Definindo o problema do conhecimento como um desafio, a partir da famosa frase de Pascal – “Não posso conhecer o todo se não conhecer particularmente as partes, não posso conhecer as partes se não conhecer o todo” -, Morin faz uma breve descrição do problema da complexidade e critica a característica reducionista da ciência moderna que, presa ao objetivo de oferecer descrições cada vez mais simples da realidade, tentou reduzir o conhecimento do conjunto ao conhecimento das partes que o constituem, pensando que se conhecêssemos as partes poderíamos conhecer o todo2.
Diante do fato de que não se pode mais ancorar o conhecimento em uma "filosofia primeira", que teria a chave para alcançar o "fundamento indubitável do real", e tendo em conta a noção de sistemas complexos, Morin destaca a importância de conhecer o conhecimento para alcançar a reforma do pensamento na direção de um pensamento complexo. Porém, diz ele, "se não há fundamento seguro para o conhecimento, não o há, evidentemente, para o conhecimento do conhecimento" (Morin, 1999: 24)3.

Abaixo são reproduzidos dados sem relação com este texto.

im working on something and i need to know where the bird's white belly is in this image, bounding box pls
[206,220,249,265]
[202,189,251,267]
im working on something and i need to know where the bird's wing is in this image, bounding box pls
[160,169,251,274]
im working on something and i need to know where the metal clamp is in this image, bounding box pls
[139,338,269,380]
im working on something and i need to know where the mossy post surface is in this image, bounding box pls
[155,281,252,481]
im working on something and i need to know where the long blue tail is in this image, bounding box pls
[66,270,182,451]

Para poder ir adiante na tarefa de conhecer o conhecimento Morin propõe partir do aporte de conhecimento trazido tanto pelo teorema de Gödel quanto pela lógica de Tarski, que propõem, em resumo, que "nenhum sistema cognitivo estaria apto a conhecer-se exaustivamente nem a se validar completamente a partir de seus próprios instrumentos de conhecimento" (Morin, 1999: 24). Isso não significa abrir mão de tentar algum conhecimento, mas sim a compreensão de que a incompletude e a convivência com pontos cegos é uma condição do conhecimento. Todavia, insiste Morin, tanto a lógica de Tarski quanto o teorema de Gödel indicam que é possível de algum modo "remediar a insuficiência autocognitiva de um sistema pela constituição de um metassistema capaz de envolvê-lo e de considerá-lo como sistema-objeto" (Morin, 1999: 24).

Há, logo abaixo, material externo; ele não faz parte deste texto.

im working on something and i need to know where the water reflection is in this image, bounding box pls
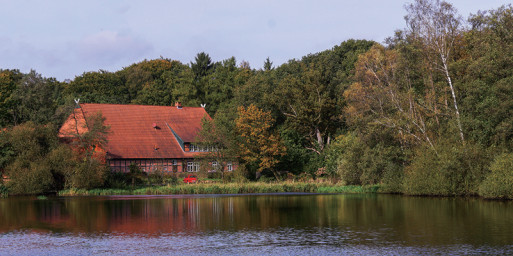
[1,194,513,255]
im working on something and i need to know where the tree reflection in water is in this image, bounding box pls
[1,194,513,255]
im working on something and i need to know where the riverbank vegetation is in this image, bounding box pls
[58,182,380,196]
[1,0,513,199]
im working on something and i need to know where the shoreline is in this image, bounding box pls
[57,182,381,196]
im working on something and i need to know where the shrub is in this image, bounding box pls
[479,153,513,199]
[104,171,130,189]
[335,133,365,185]
[65,159,108,190]
[0,183,8,197]
[147,170,165,185]
[403,142,491,196]
[334,133,404,187]
[7,162,55,195]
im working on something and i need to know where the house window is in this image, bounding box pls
[170,159,178,172]
[187,161,200,172]
[227,162,232,172]
[211,161,218,172]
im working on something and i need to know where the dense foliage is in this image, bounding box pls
[1,0,512,198]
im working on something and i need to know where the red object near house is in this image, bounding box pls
[183,175,198,184]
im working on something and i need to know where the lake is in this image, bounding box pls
[1,193,512,255]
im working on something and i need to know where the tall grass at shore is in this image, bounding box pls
[58,182,382,196]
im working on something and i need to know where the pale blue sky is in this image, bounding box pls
[0,0,511,81]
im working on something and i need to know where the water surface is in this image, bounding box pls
[1,194,512,255]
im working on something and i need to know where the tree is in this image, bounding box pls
[195,109,239,179]
[131,60,192,106]
[458,5,513,148]
[65,70,128,104]
[2,122,64,194]
[274,63,340,154]
[235,105,285,180]
[0,69,23,127]
[191,52,214,80]
[119,58,177,101]
[345,44,439,151]
[61,110,111,189]
[264,57,274,71]
[405,0,465,143]
[9,70,64,126]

Com esta afirmação Morin permite pensar em "conhecimento de segundo grau", que poderia tomar como objeto de exame a lógica e os princípios que regem nosso conhecimento, gerando "um sistema de metapontos de vista sobre o conhecimento" (Morin, 1999: 25), cuja constituição está em curso desde a epistemologia genética de Piaget e que deve se completar, acredita Morin, com a plena constituição de uma "ciência da cognição", que fará do conhecimento um objeto de conhecimento ao incorporar a problemática da reflexividade (Morin, 1999: 25-6) e respeitar a problemática complexa própria ao conhecimento do conhecimento4.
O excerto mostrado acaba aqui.